All too often, we hear clients say things like, “There’s plenty of business to go around,” or “Everyone should be our customer.” But it’s not realistic to think your product or service has universal appeal, and even if there IS enough business to go around, your competitors will earn more of them if you’re not actively competing for market share.
Even just a few short years ago, traditional communications tactics included pushing out lots of messages in hopes of capturing the attention of a handful of good prospects. That method has the benefit of garnering brand recognition, but it’s an expensive way to (hopefully, maybe) reach the people who are most likely to become your customers. In today's world, where we're bombarded by messages, it's more important than ever to be strategic about your communications.Whether your business is brand new or well established, taking the time to develop and implement a strategic communications plan built around understanding and reaching your key customer base can help you achieve growth in your market.
These are some of the primary considerations for building your plan:
1. Understand your customers
You should know what problems they need to solve and how they look for solutions. Be specific! Develop profiles of your main customer types and incorporate each into your overall communications plan. (Read more on this topic: 5 Smart Questions Startups Should Ask to Define a Target Market).
2. Develop key messages
You have more than one type of customer, so your messaging should include variations that appeal specifically to each different customer category. Write your messages and use them consistently. Just like a logo, they represent your brand and should reflect your culture and values.
3. Select communications channels
Take the time to understand where your customers are searching for information and make sure your brand has a voice in those arenas. Billboards, special events, email newsletters and paid advertising all have value, but you should focus on those that are most likely to reach your target audience and provide measurable results. Also keep in mind that social media isn’t just one big bucket; each platform appeals to a different demographic, so choose your profile placement and advertising channels thoughtfully.

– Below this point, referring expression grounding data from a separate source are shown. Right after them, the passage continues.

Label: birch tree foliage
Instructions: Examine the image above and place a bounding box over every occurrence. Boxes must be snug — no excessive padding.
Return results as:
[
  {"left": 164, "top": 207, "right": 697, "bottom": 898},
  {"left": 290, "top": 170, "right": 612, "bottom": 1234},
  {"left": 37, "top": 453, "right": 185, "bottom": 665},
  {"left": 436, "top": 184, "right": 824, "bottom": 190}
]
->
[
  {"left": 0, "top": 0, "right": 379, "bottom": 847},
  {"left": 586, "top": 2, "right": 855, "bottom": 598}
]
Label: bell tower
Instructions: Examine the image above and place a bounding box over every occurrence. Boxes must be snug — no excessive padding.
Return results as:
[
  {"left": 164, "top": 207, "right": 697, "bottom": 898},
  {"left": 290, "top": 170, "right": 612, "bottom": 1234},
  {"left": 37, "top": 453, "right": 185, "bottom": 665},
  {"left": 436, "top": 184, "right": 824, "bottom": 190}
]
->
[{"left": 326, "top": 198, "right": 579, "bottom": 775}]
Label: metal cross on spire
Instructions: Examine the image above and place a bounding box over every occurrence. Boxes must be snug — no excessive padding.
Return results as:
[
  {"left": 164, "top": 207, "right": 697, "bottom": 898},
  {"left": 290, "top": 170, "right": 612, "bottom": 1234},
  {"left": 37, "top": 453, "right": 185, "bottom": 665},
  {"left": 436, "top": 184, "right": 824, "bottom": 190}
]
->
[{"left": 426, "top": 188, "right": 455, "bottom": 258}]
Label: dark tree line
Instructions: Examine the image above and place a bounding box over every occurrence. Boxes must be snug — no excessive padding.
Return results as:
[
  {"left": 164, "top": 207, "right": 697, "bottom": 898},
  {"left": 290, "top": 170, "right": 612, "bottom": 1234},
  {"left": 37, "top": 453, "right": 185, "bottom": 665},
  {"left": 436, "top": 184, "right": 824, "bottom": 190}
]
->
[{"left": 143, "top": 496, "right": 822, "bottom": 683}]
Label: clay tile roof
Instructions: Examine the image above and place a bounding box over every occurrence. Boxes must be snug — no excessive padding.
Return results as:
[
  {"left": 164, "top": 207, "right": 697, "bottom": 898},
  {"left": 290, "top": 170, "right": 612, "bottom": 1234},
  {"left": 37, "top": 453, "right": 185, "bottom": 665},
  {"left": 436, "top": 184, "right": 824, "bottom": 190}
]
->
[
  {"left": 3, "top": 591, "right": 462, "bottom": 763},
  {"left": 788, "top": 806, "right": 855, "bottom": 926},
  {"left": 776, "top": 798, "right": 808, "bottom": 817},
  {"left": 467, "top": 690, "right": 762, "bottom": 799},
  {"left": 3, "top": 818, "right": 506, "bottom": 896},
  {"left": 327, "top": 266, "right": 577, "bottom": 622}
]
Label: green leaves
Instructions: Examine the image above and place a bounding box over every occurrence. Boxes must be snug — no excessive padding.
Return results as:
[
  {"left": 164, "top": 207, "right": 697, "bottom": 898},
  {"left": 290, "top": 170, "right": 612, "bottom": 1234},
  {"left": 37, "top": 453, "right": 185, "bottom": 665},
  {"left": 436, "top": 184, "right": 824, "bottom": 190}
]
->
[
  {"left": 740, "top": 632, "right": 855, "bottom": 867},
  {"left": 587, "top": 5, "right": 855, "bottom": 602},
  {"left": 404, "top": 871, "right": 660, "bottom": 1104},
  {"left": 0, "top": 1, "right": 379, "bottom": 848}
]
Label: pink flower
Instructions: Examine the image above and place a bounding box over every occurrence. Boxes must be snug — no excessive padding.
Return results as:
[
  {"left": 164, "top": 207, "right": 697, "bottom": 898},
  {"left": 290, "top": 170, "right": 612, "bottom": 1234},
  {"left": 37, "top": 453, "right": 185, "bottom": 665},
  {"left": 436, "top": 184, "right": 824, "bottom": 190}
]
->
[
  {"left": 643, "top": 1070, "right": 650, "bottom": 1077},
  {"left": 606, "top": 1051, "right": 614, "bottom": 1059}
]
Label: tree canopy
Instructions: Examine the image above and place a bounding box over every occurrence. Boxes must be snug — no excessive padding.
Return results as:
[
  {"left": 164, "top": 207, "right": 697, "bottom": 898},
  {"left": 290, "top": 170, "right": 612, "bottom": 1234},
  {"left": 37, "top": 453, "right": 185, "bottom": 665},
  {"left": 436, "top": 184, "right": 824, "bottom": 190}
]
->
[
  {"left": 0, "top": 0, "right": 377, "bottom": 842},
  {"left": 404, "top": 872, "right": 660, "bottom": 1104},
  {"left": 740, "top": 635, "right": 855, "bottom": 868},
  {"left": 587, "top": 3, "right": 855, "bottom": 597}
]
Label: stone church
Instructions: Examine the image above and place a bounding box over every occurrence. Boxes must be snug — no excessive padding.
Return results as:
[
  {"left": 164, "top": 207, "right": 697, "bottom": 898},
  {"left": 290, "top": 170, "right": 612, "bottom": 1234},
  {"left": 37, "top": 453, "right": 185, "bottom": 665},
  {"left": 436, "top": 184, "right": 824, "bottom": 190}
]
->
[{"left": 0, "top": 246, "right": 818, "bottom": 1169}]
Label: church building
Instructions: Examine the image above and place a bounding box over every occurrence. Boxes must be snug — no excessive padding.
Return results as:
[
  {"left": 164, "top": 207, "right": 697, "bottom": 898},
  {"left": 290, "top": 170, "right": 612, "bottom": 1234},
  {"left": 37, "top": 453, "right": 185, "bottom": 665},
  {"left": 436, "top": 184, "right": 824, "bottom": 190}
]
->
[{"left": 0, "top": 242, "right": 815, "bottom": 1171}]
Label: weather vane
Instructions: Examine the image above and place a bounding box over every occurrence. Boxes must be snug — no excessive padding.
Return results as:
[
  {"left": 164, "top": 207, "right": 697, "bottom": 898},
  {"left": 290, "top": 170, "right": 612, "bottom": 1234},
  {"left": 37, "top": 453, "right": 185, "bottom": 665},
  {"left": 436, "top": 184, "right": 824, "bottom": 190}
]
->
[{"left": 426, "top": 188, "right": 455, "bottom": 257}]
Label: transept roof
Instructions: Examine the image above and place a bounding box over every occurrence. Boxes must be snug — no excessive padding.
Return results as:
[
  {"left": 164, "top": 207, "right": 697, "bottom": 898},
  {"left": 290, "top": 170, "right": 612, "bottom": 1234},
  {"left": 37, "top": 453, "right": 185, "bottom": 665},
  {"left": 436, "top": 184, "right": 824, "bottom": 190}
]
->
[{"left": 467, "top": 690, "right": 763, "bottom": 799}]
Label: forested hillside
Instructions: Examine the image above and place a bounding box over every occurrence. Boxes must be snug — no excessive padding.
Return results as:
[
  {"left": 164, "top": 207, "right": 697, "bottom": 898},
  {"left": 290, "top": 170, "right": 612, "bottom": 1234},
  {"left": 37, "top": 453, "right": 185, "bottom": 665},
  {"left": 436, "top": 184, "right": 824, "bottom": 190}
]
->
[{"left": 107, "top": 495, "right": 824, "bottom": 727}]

4. Build a communications calendar
Start with scheduled product launches, sales, trade shows, advertisements, etc. and then fill in your calendar around those activities with consistent communications. Remember to include regular postings to your social media channels that complement your other communications activities.
5. Work the plan
Like any other plan, a communications plan is useless if it sits on your shelf and collects dust.
And one bonus tip – don’t forget a crisis communications plan! Things can, and will, go wrong. Have a plan in place before a product failure, employee issue or disgruntled customer threatens your business. (Read more: 4 Steps for Crisis Management Planning)
Using a strategic communications approach allows you to identify your target audience, pinpoint their needs, wants and preferences, and then consider the best ways to get your messaging in front of them. Your clients aren’t one-size-fits-all, so your communications shouldn’t be, either.